DV-Ausbildung verändert auch die Berufsbilder der Kreativ-Branche:

Desktop Publishing schafft den Computer-Grafik-Designer

15.04.1988

Neue DV-Anwendungen lassen den Computer in immer mehr Arbeitsgebiete Einzug halten. Jüngstes Beispiel: Desktop Publishing. Als Folge daraus entstehen neue Berufsbilder mit neuen Ausbildungsinhalten. Dem müssen auch die DV-Bildungsinstitute Rechnung tragen. So bietet Control Data ab Mai 1988 bundesweit erstmals eine Ausbildung zum "Computer-Grafik-Designer/in" an. Christl Ziegler-Pirthauer, Mitarbeiterin von Control Data, beschreibt die Ausbildungsinhalte.

Desktop Publishing ist in aller Munde. Seit etwa zwei Jahren steht das Kürzel DTP stellvertretend für den Traum vieler Amateur-Verleger, die in Firmen, Behörden oder Vereinen Druckerzeugnisse erstellen. Zeitschriften, Broschüren oder Geschäftsberichte vom Schreibtisch aus planen, an einem PC-Arbeitsplatz texten, gestalten und realisieren die richtige Software macht's möglich, behaupten die Werbestrategen. DTP-Programme ersparen lange Wege zwischen Textredakteur, Layouter, Grafiker und Druckerei.
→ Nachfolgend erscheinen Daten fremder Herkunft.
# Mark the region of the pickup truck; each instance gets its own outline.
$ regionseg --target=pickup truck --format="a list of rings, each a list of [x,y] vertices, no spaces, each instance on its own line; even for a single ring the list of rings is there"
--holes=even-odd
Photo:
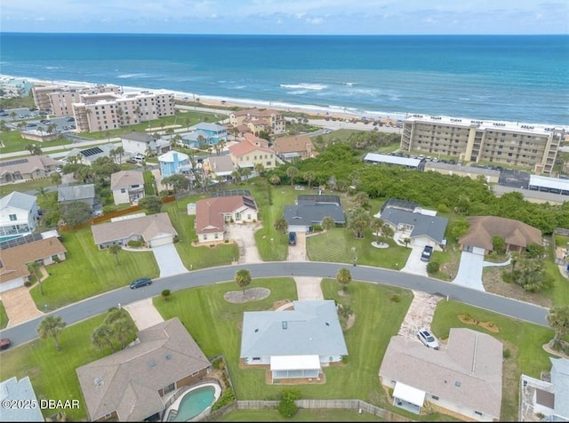
[[[288,244],[296,245],[296,232],[288,233]]]
[[[423,249],[423,252],[421,252],[421,261],[429,261],[432,255],[433,255],[433,247],[431,247],[430,245],[425,245],[425,248]]]

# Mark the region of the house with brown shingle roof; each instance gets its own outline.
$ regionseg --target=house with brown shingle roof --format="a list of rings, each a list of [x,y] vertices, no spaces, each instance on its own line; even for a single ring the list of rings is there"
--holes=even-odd
[[[196,204],[196,234],[200,243],[223,241],[226,223],[257,220],[259,209],[252,196],[229,196],[199,200]]]
[[[426,403],[478,421],[500,419],[502,344],[485,333],[452,328],[446,349],[394,336],[380,368],[393,405],[417,414]]]
[[[459,239],[461,250],[485,254],[492,251],[493,236],[506,242],[506,251],[523,251],[531,243],[541,244],[541,231],[519,220],[497,216],[467,218],[469,231]]]
[[[294,135],[292,137],[278,137],[273,141],[273,148],[279,157],[293,159],[300,157],[314,157],[316,151],[308,135]]]
[[[252,171],[255,164],[260,164],[265,169],[276,166],[275,150],[268,147],[257,146],[248,140],[229,147],[231,161],[236,167],[248,167]]]
[[[139,340],[76,369],[91,421],[161,421],[172,393],[210,371],[178,317],[140,331]],[[215,399],[220,394],[217,388]]]
[[[33,261],[49,266],[65,260],[67,250],[57,237],[50,237],[2,250],[0,256],[0,292],[19,288],[30,275],[28,264]]]
[[[93,225],[91,231],[100,249],[126,245],[129,241],[144,241],[149,248],[157,247],[173,243],[178,235],[168,213],[123,216],[119,220]]]
[[[110,175],[110,189],[115,204],[138,203],[144,198],[144,177],[141,172],[120,171]]]

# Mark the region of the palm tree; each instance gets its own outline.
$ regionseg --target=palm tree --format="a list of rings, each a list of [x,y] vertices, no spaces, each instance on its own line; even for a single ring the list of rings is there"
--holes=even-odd
[[[375,243],[380,243],[380,231],[385,221],[382,219],[372,218],[370,220],[370,229],[375,235]]]
[[[107,324],[99,326],[91,334],[91,342],[98,348],[110,347],[111,351],[115,352],[115,345],[113,344],[113,332]]]
[[[569,334],[569,306],[557,306],[551,308],[548,315],[548,323],[555,331],[551,347],[557,349],[561,343],[561,339]]]
[[[326,239],[328,239],[328,231],[336,226],[336,221],[332,216],[325,216],[322,219],[322,228],[326,231]]]
[[[235,283],[239,288],[243,288],[243,295],[244,295],[245,287],[251,283],[251,272],[246,268],[237,270],[235,274]]]
[[[60,315],[48,315],[42,323],[39,323],[39,327],[37,328],[37,333],[39,333],[39,337],[42,339],[46,338],[53,338],[53,342],[55,342],[55,349],[60,351],[61,348],[60,347],[60,342],[58,341],[57,337],[60,335],[61,330],[66,326],[66,323],[63,322]]]
[[[283,234],[286,233],[288,230],[288,222],[286,221],[286,219],[284,219],[284,216],[281,216],[275,220],[274,226],[276,232],[278,232],[278,239],[282,241]]]
[[[298,174],[299,170],[294,166],[291,166],[286,170],[286,176],[291,179],[291,187],[294,184],[294,177]]]
[[[116,337],[116,339],[121,343],[121,349],[124,349],[126,339],[132,330],[128,320],[121,318],[113,322],[110,327],[111,331]]]
[[[316,179],[317,175],[312,171],[307,171],[304,172],[302,179],[309,183],[309,190],[312,188],[312,181]]]
[[[352,281],[352,274],[349,269],[342,267],[338,270],[336,274],[336,280],[338,283],[341,285],[341,289],[344,292],[348,291],[348,284]]]
[[[118,262],[118,251],[120,251],[121,250],[121,246],[116,243],[113,243],[112,245],[108,246],[108,252],[113,254],[115,256],[115,259],[116,259],[116,266],[120,264]]]
[[[28,271],[30,273],[30,275],[33,275],[34,276],[36,276],[36,279],[37,280],[37,284],[39,285],[39,291],[42,295],[44,295],[44,287],[42,286],[42,276],[39,274],[39,267],[40,267],[39,263],[37,261],[32,261],[31,263],[28,263],[26,267],[28,267]]]

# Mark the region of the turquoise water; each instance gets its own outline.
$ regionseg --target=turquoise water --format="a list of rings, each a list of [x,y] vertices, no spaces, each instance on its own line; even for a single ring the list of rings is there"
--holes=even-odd
[[[48,81],[370,116],[569,124],[569,36],[2,33],[0,47],[3,74]]]
[[[178,414],[170,421],[186,421],[195,418],[215,400],[215,387],[204,387],[186,394],[180,402]]]

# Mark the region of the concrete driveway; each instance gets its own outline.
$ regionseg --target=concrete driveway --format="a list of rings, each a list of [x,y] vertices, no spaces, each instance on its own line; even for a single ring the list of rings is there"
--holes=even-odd
[[[401,269],[402,272],[429,276],[429,274],[427,274],[427,262],[421,260],[423,248],[424,247],[419,245],[411,246],[411,254],[409,254],[409,259],[407,259],[405,266]]]
[[[459,272],[453,283],[478,291],[485,291],[482,284],[484,256],[474,252],[462,251]]]
[[[262,227],[260,223],[231,223],[225,226],[226,237],[239,247],[237,263],[262,263],[255,243],[255,232]]]
[[[173,276],[188,272],[173,243],[153,247],[151,250],[160,269],[160,277]]]

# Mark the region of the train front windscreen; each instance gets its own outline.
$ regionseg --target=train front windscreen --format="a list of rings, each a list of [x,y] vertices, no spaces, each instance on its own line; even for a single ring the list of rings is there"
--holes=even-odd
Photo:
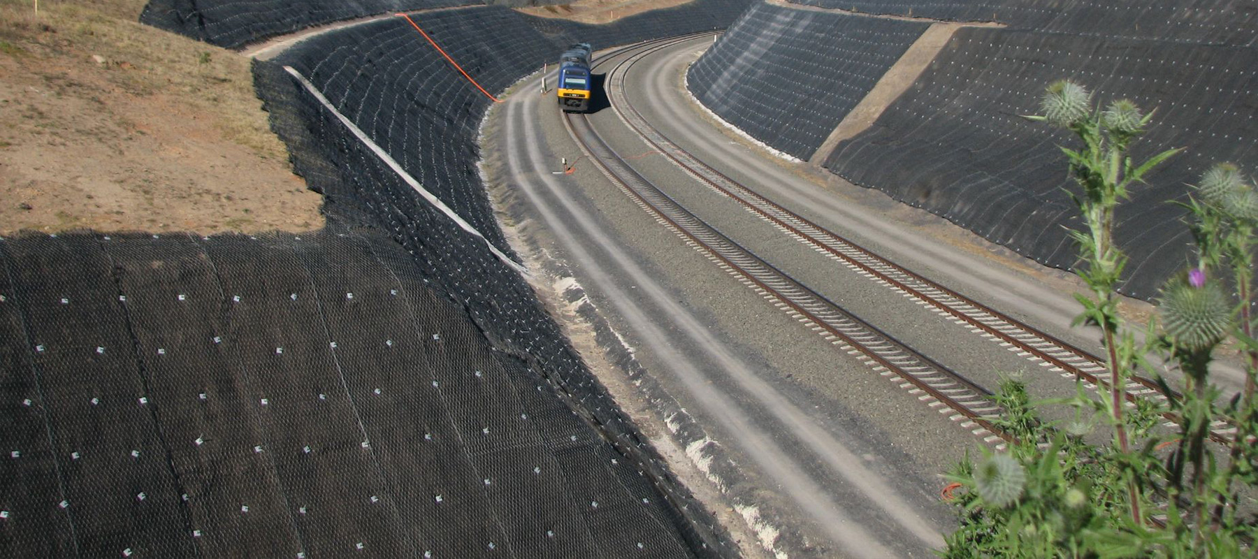
[[[580,68],[560,71],[559,104],[564,111],[585,111],[590,107],[590,74]]]

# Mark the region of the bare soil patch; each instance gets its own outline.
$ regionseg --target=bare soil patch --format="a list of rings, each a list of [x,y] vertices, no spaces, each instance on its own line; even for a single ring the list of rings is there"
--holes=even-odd
[[[0,0],[0,234],[320,228],[249,60],[137,23],[143,0]]]
[[[538,18],[570,19],[587,24],[605,24],[620,18],[687,4],[691,0],[577,0],[571,4],[518,8],[520,11]]]

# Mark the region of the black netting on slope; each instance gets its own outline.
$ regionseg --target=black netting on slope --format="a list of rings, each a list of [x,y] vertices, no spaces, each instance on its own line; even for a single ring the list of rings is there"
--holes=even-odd
[[[332,21],[399,10],[479,5],[481,0],[150,0],[140,23],[237,48]]]
[[[146,399],[147,373],[101,244],[88,235],[47,237],[10,239],[3,251],[11,281],[5,305],[16,306],[23,330],[5,337],[25,337],[18,347],[28,368],[15,373],[31,383],[15,419],[36,429],[4,433],[5,442],[35,443],[29,452],[4,451],[6,476],[9,465],[21,465],[36,482],[8,487],[35,499],[0,495],[13,506],[9,517],[33,530],[9,539],[20,548],[11,556],[49,548],[82,556],[194,554],[169,448],[155,428],[156,403]],[[52,522],[29,524],[39,517]]]
[[[833,172],[926,208],[1039,262],[1074,262],[1064,228],[1077,228],[1058,145],[1074,138],[1018,115],[1038,111],[1044,86],[1072,78],[1110,101],[1157,108],[1133,154],[1188,152],[1132,189],[1117,237],[1132,262],[1122,292],[1147,298],[1185,263],[1184,200],[1211,161],[1252,161],[1258,52],[1059,34],[964,29],[866,132],[839,144]]]
[[[379,233],[30,235],[0,266],[11,556],[692,555],[643,465]]]
[[[789,0],[794,4],[1021,29],[1176,43],[1253,45],[1254,0]]]
[[[488,92],[499,92],[541,67],[555,50],[513,11],[502,8],[431,13],[413,19]],[[484,33],[486,29],[493,33]],[[477,127],[489,101],[410,23],[396,18],[313,38],[276,63],[292,65],[307,77],[419,184],[499,249],[508,251],[476,169]],[[308,93],[302,97],[308,99],[312,116],[321,118],[316,122],[323,122],[320,130],[311,131],[316,142],[337,137],[330,136],[333,133],[360,144],[341,132],[340,122],[327,121],[327,111],[314,104]],[[323,130],[328,126],[331,130]],[[362,156],[377,159],[371,154]],[[337,160],[338,165],[356,165],[353,160],[333,159]],[[323,194],[333,213],[340,212],[340,204],[366,204],[357,210],[381,218],[387,215],[384,208],[401,201],[377,200],[379,196],[418,199],[405,185],[380,193],[364,190],[374,188],[360,185],[350,191],[323,190]]]
[[[523,16],[521,19],[548,38],[559,49],[572,43],[591,43],[604,49],[665,37],[725,29],[751,5],[752,0],[692,0],[679,6],[650,10],[620,18],[604,25],[580,24],[562,19]],[[554,62],[547,59],[547,62]]]
[[[499,92],[557,52],[503,9],[467,9],[418,18],[489,92]],[[493,28],[493,34],[486,34]],[[474,133],[488,99],[405,21],[381,21],[302,43],[282,59],[308,76],[366,135],[395,155],[419,183],[507,251],[476,174]],[[600,426],[618,449],[659,483],[682,514],[687,540],[702,553],[730,545],[643,443],[596,380],[584,369],[522,278],[424,203],[353,137],[279,64],[255,65],[259,94],[273,128],[289,145],[294,169],[323,193],[326,212],[390,232],[409,252],[399,262],[464,305],[484,334],[545,373],[570,408]],[[418,267],[415,264],[419,264]],[[720,549],[716,549],[720,548]]]
[[[926,26],[760,3],[687,79],[717,116],[806,160]]]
Erstmals gibt es Softwarepakete, die den PC-Anwender in die Lage versetzen, grafische und Textelemente integriert zu verarbeiten. DTP ermöglicht ansprechende Aufbereitungsformen, denn der Qualitätsstandard bei Dokumenten hört nicht beim Inhalt auf. Daß Desktop Publishing eine Lücke im Software-Angebot schließt, beweist nicht zuletzt der expandierende Markt, den Experten von Dataquest für das Jahr 1987 weltweit immerhin auf ein Volumen von knapp einer Milliarde Mark schätzen. IDC-Studien zufolge hält der Trend weiter an. Mit einer erwarteten Zunahme von über 20 Prozent pro Jahr gilt der Desktop-Publishing-Bereich als einer der größten Wachstumsmärkte der kommenden Jahre.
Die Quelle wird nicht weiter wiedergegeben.